There is a fair bit of tensor shape manupulation going on to ensure the shapes align (which is often the case in these implementations), but the most important part of the implementation is only in a few lines of code. Let's zoom in on those.

First let's take a look at the expert capacity calculation

expert_capacity = int((tokens_per_batch / self.num_experts) * self.capacity_factor)

This is pretty straightforward. The reason that this is included within the forward pass itself, is to account for situations where dynamic batch sizes are used.

The next important line is the following:

limited_indices = selected_indices[:expert_capacity] if selected_indices.numel() > expert_capacity else selected_indices
if limited_indices.numel() > 0:
  #remaining logic to process and accumulate weighted expert outputs for selected tokens.

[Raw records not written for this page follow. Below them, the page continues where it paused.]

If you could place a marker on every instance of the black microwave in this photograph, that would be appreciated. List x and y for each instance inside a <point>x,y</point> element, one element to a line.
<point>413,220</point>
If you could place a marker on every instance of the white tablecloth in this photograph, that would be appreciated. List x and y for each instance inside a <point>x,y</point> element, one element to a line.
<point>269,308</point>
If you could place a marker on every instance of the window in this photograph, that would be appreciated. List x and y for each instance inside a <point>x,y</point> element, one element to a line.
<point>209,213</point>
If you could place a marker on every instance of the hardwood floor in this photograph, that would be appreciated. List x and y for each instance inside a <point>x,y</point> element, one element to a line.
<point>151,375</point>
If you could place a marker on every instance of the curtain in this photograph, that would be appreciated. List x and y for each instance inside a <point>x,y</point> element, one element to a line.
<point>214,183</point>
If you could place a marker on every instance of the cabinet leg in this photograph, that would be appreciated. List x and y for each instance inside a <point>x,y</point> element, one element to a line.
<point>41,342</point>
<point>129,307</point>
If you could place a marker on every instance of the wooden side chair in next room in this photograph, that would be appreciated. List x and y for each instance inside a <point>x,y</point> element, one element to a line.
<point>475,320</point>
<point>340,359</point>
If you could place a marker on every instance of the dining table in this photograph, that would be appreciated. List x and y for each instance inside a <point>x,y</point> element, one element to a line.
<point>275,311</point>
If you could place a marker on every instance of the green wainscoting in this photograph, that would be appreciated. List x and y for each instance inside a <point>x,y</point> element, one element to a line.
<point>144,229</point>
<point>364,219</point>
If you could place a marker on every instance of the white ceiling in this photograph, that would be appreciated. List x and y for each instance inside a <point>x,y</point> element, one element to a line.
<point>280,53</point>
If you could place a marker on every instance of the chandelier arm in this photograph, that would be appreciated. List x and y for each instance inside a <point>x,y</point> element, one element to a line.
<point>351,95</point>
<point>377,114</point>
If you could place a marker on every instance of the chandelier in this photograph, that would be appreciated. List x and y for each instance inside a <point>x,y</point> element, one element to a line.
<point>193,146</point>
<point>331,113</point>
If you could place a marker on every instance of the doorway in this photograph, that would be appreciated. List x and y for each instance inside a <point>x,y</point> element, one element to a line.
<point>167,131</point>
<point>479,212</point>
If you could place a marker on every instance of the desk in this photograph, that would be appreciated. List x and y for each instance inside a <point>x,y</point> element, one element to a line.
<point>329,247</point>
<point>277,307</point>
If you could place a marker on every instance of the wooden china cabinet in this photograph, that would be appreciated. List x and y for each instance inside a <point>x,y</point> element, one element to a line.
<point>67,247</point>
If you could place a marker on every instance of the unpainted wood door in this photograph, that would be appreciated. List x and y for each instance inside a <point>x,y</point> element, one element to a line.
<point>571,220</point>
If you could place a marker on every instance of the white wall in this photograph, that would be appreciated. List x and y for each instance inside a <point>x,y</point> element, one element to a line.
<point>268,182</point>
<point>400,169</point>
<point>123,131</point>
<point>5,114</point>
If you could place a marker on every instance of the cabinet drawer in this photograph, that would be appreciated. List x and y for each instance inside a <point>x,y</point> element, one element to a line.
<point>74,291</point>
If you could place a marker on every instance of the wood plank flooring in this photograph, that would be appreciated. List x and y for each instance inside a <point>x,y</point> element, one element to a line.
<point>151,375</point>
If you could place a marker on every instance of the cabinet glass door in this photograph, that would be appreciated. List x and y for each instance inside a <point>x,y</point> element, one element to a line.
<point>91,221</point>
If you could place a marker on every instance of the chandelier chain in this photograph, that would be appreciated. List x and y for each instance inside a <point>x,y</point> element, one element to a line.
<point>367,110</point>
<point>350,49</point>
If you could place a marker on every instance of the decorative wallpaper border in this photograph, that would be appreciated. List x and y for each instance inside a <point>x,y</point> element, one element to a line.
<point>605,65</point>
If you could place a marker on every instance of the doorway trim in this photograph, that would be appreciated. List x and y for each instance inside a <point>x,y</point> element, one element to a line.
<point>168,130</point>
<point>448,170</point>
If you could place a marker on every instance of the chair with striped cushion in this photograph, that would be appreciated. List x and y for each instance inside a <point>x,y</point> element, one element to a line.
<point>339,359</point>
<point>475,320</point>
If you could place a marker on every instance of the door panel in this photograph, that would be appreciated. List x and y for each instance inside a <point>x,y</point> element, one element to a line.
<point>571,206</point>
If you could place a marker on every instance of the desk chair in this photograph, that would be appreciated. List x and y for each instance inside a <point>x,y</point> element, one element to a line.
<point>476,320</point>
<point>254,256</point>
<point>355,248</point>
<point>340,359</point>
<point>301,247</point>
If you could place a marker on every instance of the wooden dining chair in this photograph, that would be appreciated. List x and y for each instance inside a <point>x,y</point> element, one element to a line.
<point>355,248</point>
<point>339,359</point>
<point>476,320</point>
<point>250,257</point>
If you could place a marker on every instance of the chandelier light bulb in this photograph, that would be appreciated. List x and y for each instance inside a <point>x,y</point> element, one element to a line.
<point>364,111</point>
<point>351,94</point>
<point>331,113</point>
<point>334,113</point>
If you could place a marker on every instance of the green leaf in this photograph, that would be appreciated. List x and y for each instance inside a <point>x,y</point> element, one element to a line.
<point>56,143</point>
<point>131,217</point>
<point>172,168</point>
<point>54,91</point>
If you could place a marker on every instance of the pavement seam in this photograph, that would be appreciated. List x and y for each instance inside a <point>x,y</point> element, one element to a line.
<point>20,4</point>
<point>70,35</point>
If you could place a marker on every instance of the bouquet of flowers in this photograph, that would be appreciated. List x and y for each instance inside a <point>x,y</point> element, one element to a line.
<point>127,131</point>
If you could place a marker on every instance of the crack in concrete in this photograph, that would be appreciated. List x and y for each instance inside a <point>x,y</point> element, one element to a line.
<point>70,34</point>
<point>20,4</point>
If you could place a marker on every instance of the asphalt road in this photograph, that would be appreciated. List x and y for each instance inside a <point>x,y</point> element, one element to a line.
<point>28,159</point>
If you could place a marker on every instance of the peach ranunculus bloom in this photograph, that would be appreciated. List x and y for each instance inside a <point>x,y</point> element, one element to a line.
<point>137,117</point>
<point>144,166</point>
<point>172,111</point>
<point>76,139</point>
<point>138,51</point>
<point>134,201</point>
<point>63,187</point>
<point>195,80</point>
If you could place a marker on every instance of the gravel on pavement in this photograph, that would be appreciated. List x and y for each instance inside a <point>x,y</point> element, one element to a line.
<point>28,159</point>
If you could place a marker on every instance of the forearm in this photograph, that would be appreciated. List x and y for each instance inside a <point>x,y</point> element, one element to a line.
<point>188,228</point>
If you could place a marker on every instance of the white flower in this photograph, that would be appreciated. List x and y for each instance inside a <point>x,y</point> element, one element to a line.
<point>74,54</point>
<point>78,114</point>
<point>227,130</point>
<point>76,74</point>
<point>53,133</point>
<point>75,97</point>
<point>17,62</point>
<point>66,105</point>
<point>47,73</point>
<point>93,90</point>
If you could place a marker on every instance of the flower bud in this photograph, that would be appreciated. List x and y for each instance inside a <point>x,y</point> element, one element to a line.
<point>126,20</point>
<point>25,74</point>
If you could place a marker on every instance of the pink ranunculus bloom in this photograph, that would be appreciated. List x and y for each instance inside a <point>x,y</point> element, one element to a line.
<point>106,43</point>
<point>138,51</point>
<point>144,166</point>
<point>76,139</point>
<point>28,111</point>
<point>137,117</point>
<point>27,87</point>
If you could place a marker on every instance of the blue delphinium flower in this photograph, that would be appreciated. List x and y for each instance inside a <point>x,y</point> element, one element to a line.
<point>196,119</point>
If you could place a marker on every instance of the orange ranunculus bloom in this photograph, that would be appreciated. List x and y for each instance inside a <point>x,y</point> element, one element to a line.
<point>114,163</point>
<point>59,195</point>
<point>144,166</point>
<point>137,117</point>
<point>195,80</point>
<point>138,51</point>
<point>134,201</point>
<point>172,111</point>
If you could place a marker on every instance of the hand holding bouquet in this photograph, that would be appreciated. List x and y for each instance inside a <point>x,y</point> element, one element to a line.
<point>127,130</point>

The selected_indices tensor identifies the tokens designated for processing by the ith expert. If the total tokens allocated to this expert surpass its capacity, the tensor is truncated to match the expert's maximum handling capacity. Otherwise, it is utilized as is for further computations.

These computations involve determining the output for each token via the expert, then applying the corresponding gating value to derive a weighted output. This weighted output is incrementally combined with the final output tensor, contributing to the overall model output.

The notebook with the implementation is here:

This approach to managing expert capacity is relatively basic. More advanced strategies are explored in literature, such as the switch transformer architecture discussed in the Google paper available at Although the method presented here simplifies capacity handling, it serves as an intuitive introduction to the concept and makes makeMoE a bit more complete!